Un prophète

Un prophète

Un prophète (Director: Jacques Audiard): Essentially a coming-of-age story set in a violent and corrupt prison, Un prophète sprawls over 150 minutes and yet doesn’t really let you get to know protagonist Malik all that deeply. When we first meet him, he’s an illiterate and anti-social teenager, entering prison to begin a six-year sentence. Although of North African descent, he’s not a religious Muslim, and so doesn’t fall in with the prison’s Muslim gang. Instead, he’s taken under the wing of the Corsicans, under the leadership of Cesar Luciani, after being forced into committing the gruesome murder of an informant.

As time goes by, he learns to read and write, and is given more responsibility within the Corsican gang. He also secretly begins studying the Corsican language in order to know what’s being said behind his back. After a number of the Corsicans are transferred to prisons closer to home, Malik finds himself becoming Cesar’s trusted lieutenant. Even so, Cesar and the other Corsicans berate him as a “dirty Arab” and the Muslims consider him a Corsican.

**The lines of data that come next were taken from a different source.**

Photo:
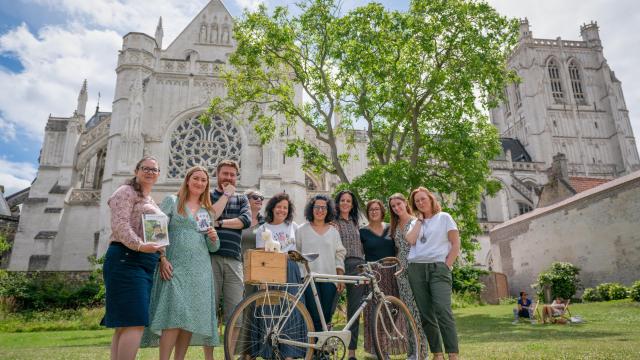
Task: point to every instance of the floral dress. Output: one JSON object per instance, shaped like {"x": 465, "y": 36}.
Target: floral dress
{"x": 187, "y": 301}
{"x": 406, "y": 294}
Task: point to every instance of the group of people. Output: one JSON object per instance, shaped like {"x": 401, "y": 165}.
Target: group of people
{"x": 169, "y": 296}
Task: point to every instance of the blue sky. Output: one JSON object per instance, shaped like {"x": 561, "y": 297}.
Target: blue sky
{"x": 47, "y": 48}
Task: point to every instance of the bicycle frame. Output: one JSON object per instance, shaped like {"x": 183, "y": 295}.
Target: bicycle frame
{"x": 310, "y": 281}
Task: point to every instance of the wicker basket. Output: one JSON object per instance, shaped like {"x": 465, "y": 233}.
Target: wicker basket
{"x": 265, "y": 267}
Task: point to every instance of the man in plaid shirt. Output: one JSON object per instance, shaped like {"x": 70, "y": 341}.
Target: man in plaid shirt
{"x": 227, "y": 261}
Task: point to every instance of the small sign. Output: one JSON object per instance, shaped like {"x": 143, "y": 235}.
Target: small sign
{"x": 203, "y": 219}
{"x": 156, "y": 229}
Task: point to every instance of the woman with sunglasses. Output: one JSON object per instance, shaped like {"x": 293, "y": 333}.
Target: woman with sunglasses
{"x": 377, "y": 244}
{"x": 402, "y": 220}
{"x": 279, "y": 222}
{"x": 347, "y": 225}
{"x": 318, "y": 236}
{"x": 435, "y": 246}
{"x": 130, "y": 262}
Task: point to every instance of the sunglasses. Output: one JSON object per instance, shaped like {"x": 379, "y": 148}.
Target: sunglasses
{"x": 147, "y": 170}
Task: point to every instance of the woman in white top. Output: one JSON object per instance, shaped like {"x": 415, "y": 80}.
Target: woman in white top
{"x": 318, "y": 236}
{"x": 279, "y": 221}
{"x": 435, "y": 245}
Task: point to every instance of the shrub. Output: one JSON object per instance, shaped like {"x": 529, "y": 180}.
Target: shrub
{"x": 466, "y": 279}
{"x": 460, "y": 300}
{"x": 634, "y": 292}
{"x": 591, "y": 295}
{"x": 618, "y": 292}
{"x": 34, "y": 292}
{"x": 603, "y": 291}
{"x": 563, "y": 279}
{"x": 508, "y": 300}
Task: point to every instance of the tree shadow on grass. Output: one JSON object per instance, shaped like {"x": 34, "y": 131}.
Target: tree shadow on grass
{"x": 484, "y": 328}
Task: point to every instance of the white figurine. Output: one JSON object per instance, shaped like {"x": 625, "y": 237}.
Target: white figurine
{"x": 270, "y": 245}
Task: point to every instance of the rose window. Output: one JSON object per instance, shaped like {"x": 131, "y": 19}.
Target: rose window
{"x": 193, "y": 143}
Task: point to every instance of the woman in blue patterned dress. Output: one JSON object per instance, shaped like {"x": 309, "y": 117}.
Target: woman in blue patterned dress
{"x": 402, "y": 220}
{"x": 182, "y": 301}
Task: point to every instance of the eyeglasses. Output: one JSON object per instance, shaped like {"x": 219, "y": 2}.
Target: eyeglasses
{"x": 147, "y": 170}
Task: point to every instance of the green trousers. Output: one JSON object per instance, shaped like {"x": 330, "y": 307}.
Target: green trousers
{"x": 431, "y": 286}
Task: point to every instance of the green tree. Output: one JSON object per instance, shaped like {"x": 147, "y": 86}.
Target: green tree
{"x": 420, "y": 81}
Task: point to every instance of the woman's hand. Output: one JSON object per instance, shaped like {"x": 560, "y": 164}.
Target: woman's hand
{"x": 339, "y": 286}
{"x": 212, "y": 234}
{"x": 166, "y": 269}
{"x": 150, "y": 248}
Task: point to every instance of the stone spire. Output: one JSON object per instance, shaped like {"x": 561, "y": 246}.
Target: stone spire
{"x": 82, "y": 99}
{"x": 525, "y": 31}
{"x": 159, "y": 33}
{"x": 591, "y": 34}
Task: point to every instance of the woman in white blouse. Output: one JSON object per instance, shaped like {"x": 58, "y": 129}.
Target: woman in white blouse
{"x": 435, "y": 245}
{"x": 318, "y": 236}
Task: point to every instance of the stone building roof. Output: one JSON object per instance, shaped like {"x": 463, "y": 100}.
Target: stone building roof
{"x": 599, "y": 190}
{"x": 581, "y": 183}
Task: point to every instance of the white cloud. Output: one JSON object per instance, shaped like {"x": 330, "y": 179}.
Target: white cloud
{"x": 15, "y": 176}
{"x": 7, "y": 130}
{"x": 55, "y": 61}
{"x": 249, "y": 4}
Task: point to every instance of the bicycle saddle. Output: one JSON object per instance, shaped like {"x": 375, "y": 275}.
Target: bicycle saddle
{"x": 302, "y": 258}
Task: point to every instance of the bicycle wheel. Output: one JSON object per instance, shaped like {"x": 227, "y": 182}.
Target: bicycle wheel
{"x": 259, "y": 321}
{"x": 395, "y": 334}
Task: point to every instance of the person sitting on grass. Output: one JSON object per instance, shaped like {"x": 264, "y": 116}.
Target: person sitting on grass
{"x": 554, "y": 310}
{"x": 523, "y": 310}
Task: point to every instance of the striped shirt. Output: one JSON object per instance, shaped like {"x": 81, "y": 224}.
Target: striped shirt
{"x": 230, "y": 239}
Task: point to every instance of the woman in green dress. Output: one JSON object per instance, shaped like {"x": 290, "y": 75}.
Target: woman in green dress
{"x": 182, "y": 300}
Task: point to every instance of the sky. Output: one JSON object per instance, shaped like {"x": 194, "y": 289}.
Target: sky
{"x": 48, "y": 47}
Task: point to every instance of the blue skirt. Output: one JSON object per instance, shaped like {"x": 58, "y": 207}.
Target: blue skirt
{"x": 128, "y": 278}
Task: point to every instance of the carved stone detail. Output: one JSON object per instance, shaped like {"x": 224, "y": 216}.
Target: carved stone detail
{"x": 193, "y": 143}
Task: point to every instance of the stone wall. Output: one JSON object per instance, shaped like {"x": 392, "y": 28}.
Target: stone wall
{"x": 8, "y": 226}
{"x": 597, "y": 230}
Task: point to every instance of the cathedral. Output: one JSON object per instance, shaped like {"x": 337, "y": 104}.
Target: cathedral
{"x": 568, "y": 101}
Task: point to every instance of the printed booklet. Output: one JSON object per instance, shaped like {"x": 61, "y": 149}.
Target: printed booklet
{"x": 155, "y": 228}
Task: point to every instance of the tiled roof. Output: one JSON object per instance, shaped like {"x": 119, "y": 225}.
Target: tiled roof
{"x": 580, "y": 183}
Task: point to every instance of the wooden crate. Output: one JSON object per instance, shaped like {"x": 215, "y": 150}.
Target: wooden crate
{"x": 262, "y": 267}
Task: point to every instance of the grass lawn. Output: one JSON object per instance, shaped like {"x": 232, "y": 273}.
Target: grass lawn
{"x": 611, "y": 331}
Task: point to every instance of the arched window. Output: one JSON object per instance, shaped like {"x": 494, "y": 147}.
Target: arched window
{"x": 193, "y": 143}
{"x": 483, "y": 209}
{"x": 507, "y": 106}
{"x": 576, "y": 82}
{"x": 556, "y": 82}
{"x": 524, "y": 208}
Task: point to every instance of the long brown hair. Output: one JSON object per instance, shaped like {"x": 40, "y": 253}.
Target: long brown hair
{"x": 183, "y": 193}
{"x": 133, "y": 182}
{"x": 395, "y": 219}
{"x": 435, "y": 205}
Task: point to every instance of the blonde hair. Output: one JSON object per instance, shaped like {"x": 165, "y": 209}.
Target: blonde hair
{"x": 435, "y": 205}
{"x": 395, "y": 219}
{"x": 183, "y": 193}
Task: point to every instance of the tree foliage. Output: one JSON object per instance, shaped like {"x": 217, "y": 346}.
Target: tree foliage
{"x": 419, "y": 82}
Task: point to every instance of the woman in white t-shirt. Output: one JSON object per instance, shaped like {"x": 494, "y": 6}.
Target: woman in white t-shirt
{"x": 435, "y": 245}
{"x": 279, "y": 220}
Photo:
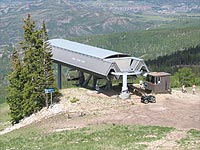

Gradually he is able to form relationships with the Muslims, too, and he makes a good friend in Ryed, who is soon released.

Once Ryed is on the outside, the two team up to establish a drug smuggling operation to get drugs into the prison. He does this without informing Cesar, for whom he continues to do errands. When Malik’s nearing parole, he is able to obtain “leave” days and so begins running more dangerous errands for Cesar as well as meeting with Ryed. Without giving away any more plot, I can tell you that by the end of the film, the student has surpassed his master, and young Tahar Rahim does a great job of showing Malik’s transformation over a period of several years. He is able to convey a childlike sense of wonder when Malik experiences things for the first time, like flying in a plane or walking on a beach. And the film is slickly directed, portraying the violence and paranoia of prison life in gritty detail. There are even some arty flourishes: the man Malik kills at the beginning of the film returns to haunt him in his cell, another scene which gives the film its title, and the numerous titles that appear on screen, announcing a character’s name or a chapter theme.

But as I said at the beginning, I still felt the film lacked a beating heart. Malik’s transformation is from petty criminal to crime boss, a matter of learning skills and building relationships. Any inner change is barely hinted at, and we don’t know anything about how he feels about the morality of what he does. The film is pretty fatalistic, and Malik’s ascent doesn’t disguise his lack of choices. I would have liked to see his character struggle a bit more with his conscience, though.